The biggest mistake made with workshops is cramming too much in. If we genuinely want people to develop new skills and knowledge which they can apply after the workshop use the KISS principle. Workshop developers often seem to think they must impart as much knowledge as possible in the shortest time frame possible, agendas are packed so full that by morning tea we have forgotten what was discussed first thing that morning.
When planning workshops I like to use Bennetts Hierarchy, it provides a useful framework to refer to when you are developing the agenda. I have simplified and modified Bennetts to make it practical for me.
Outcome – what is the intended outcome of the workshop, what is the big picture we are aiming to achieve? Gaining clarity about your outcome will help you design the right approach.
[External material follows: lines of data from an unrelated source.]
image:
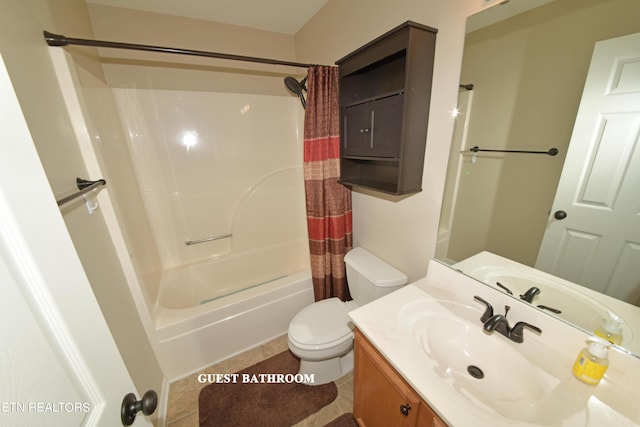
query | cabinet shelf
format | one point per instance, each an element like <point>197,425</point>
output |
<point>385,90</point>
<point>375,98</point>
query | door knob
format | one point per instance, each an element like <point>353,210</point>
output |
<point>405,409</point>
<point>559,214</point>
<point>130,406</point>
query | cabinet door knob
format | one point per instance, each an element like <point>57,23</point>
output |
<point>404,409</point>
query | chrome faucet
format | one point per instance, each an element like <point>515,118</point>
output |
<point>498,322</point>
<point>530,294</point>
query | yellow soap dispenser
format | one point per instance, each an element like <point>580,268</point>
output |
<point>592,361</point>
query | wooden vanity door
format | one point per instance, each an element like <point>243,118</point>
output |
<point>381,398</point>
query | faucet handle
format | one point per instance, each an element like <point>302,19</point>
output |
<point>516,334</point>
<point>488,312</point>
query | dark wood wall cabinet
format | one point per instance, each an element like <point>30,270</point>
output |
<point>385,90</point>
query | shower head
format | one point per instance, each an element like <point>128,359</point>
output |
<point>296,87</point>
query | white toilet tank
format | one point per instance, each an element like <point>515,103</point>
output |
<point>369,277</point>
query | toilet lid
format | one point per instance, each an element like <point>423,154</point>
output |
<point>321,323</point>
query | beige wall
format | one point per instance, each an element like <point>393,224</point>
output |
<point>163,71</point>
<point>402,231</point>
<point>27,60</point>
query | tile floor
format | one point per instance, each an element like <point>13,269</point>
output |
<point>182,408</point>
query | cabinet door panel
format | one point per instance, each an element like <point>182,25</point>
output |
<point>385,122</point>
<point>355,131</point>
<point>379,396</point>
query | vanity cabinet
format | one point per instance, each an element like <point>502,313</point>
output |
<point>385,90</point>
<point>382,398</point>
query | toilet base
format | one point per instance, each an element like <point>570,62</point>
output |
<point>326,371</point>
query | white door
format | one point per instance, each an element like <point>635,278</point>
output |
<point>59,365</point>
<point>593,234</point>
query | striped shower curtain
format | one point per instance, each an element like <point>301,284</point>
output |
<point>328,202</point>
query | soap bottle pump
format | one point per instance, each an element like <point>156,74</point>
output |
<point>592,361</point>
<point>611,330</point>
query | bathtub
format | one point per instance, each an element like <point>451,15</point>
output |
<point>211,310</point>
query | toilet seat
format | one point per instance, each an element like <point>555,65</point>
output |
<point>321,325</point>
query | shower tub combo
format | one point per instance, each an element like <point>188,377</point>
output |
<point>205,164</point>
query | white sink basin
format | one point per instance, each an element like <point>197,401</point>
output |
<point>486,369</point>
<point>556,294</point>
<point>431,332</point>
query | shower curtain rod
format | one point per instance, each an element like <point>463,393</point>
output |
<point>60,40</point>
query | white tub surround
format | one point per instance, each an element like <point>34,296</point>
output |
<point>396,325</point>
<point>193,338</point>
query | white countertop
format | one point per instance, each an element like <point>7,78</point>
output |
<point>385,323</point>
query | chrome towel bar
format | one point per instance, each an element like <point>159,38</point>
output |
<point>85,186</point>
<point>207,239</point>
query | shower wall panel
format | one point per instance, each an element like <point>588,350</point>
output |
<point>211,164</point>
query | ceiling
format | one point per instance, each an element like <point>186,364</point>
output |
<point>281,16</point>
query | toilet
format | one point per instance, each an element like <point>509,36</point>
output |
<point>321,335</point>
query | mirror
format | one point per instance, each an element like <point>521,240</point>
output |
<point>524,68</point>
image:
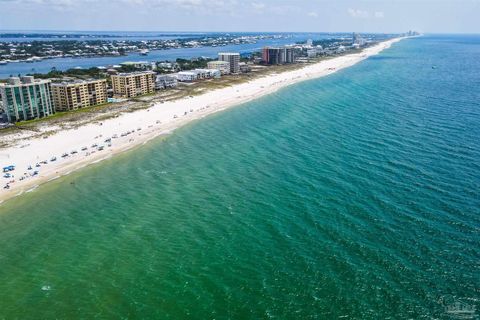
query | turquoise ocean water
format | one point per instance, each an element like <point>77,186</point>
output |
<point>353,196</point>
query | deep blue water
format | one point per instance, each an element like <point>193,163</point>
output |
<point>354,196</point>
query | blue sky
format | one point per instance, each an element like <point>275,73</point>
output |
<point>432,16</point>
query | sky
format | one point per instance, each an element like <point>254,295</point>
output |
<point>385,16</point>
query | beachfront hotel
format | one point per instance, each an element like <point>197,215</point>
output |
<point>26,98</point>
<point>232,58</point>
<point>278,55</point>
<point>128,85</point>
<point>223,66</point>
<point>74,95</point>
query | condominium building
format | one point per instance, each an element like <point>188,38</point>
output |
<point>79,94</point>
<point>165,81</point>
<point>133,84</point>
<point>26,98</point>
<point>278,55</point>
<point>233,59</point>
<point>223,66</point>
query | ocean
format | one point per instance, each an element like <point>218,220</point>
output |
<point>354,196</point>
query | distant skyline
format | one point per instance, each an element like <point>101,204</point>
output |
<point>389,16</point>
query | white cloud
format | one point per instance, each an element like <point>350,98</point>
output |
<point>357,13</point>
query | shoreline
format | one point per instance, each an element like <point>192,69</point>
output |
<point>145,125</point>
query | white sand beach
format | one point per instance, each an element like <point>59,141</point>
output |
<point>116,135</point>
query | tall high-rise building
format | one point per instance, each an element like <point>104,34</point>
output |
<point>79,94</point>
<point>278,55</point>
<point>26,98</point>
<point>233,59</point>
<point>133,84</point>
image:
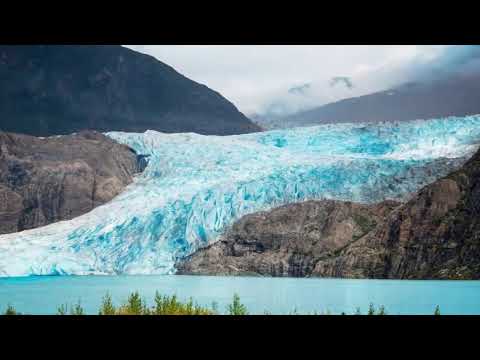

Are you building skills or is your session about creating awareness?
Practice change – what do we want people to do differently as a result of attending our workshop or session. What tangible measurable change do we want them to make.
KASA changes – this is a very important step to consider
a. Knowledge – what knowledge is essential for the outcome and practice change. Lets not overwhelm people with everything we know and try to pump them full of every bit of knowledge on the topic we have collected over a lifetime! The trick is to make it simple to understand and impactful – provide links to extra information for the data hungry person, provide books for people to look at, and keep the information provided simple, easy to understand and apply and useful. What do they really really need to know!
b. Attitudes – this refers to the feelings/attitudes we are generating in the learning journey. What feelings do we want to create – confidence to make the change and meet the outcome, a positive, open approach to learning, a can do attitude?
c. Skills – the hands on doing. What do we want our participants to be able to do as a result of attending our workshop? How competent do we want them be when they leave to implement their learning’s? Remember knowledge doesn’t always lead to practice change where as skills development can.
d. Aspirations – what motivations do we want to instil in our participants. How do we want them to approach the practice change once they leave the workshop?
Activities – once we have thought through these steps then we can start to think about the best activities to achieve our practice change while keeping the KASA in the front of our minds.
Resources – what resources do we need to complete our workshop activity; this can include our facilitation kit, venue, speakers, funding etc. These are the tangible requirements, which will make the workshop a success.
Now you have determined the knowledge and skills you would like participants to have and the activities to achieve the practice change the next step is to plan the agenda and think about the time frames required.